Hybridisation methods use labelled probes to detect clones that share sequence. Probes can be generated
from each end of the clone by "end rescue" or DNA fragments isolated in other ways can be used (for example,
cDNA clones). One problem with the hybridisation method is that in the presence of a significant repeat
content in the genome, some probes/clone ends will fail to provide a unique link to the next segment of the
genome. This method was used to generate a map of the Schizosaccahromyces pombe genome.
Hybridisation mapping:
1 pick clones into a grid
2 hybridise to probe 1
3 hybridise to probe 2
4 build contigs
In this case, two clones hybridised to both probes and thus they are predicted to overlap. Those hybridising to
only one probe are predicted to extend out to the left or right.
Fingerprinting methods rely on the presence of unique restriction sites (based on unique sequence) in
segments of DNA shared by two overlapping clones. DNA is prepared from clones and digested with one or
two restriction enzymes to generate a set of subfragments. These are analysed on high-resolution gels, and the
"fingerprint" pattern of bands used to identify the clone. Detection of bands can be by radioactive labelling of
each one, or by staining with sensitive DNA-detection dyes and visualisation using fluorescence readers.
Computer algorithms are used to compare fingerprints from different clones and define overlaps. The C.
elegans genome was physically mapped in this way using a cosmid clone library of 17,000 clones and a
two-enzyme digest.
Fingerprinting Mapping
1.
Digest clones with restriction enzyme and label, electrophorese on gel. (V=vector bands present in all
clones)
2.
Determine overlap by shared patterns of bands.
In completing a physical map, it is often essential to use more than one library, and more than one cloning
system. In random sampling from the library, it is possible that certain segments of the genome are not
represented and others overrepresented. This stochastic selection will result in a physical map with gaps. The
gaps can be crossed by using directed approaches using hybridization selection of "bridging" clones. However,
not all DNA is equally easily cloned. Bacteria for example, tend to "dislike" highly repetitive sequences, and
thus repetitive DNA will be underrepresented in a bacterial clone library. To over come this differential
representation problem, several solutions have been used. Vectors that have lower copy number per cell tend to
yield libraries with better representation (as it is less likely that a "poisonous" sequence will kill the cell, or a
repetitive sequence find a partner to recombine and delete with). Alternatively, different cloning hosts (bacteria
versus yeast in general) have different properties, and it is often possible to recover "unclonable" DNA from an
alternative host. Yeast, for example, is able to maintain AT rich DNA more effectively than E. coli.
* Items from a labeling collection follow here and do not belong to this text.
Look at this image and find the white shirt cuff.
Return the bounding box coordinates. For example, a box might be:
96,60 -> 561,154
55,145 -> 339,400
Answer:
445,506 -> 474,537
A portion of the C. elegans physical map.
The longer lines at the top are YAC clones (their names start with a Y). The shorter items below are
cosmid clones. The bold YACs are ones used in mapping cDNAs to the genome. The yellow boxed cosmids
are those sequenced. Cosmids with a following * are ones that are cananical for a set of smaller cosmids, that
are not displayed. The yellow bar at the bottom represents the sequenced DNA. The triangles indicate points of
transposon insertion in strains of C. elegans.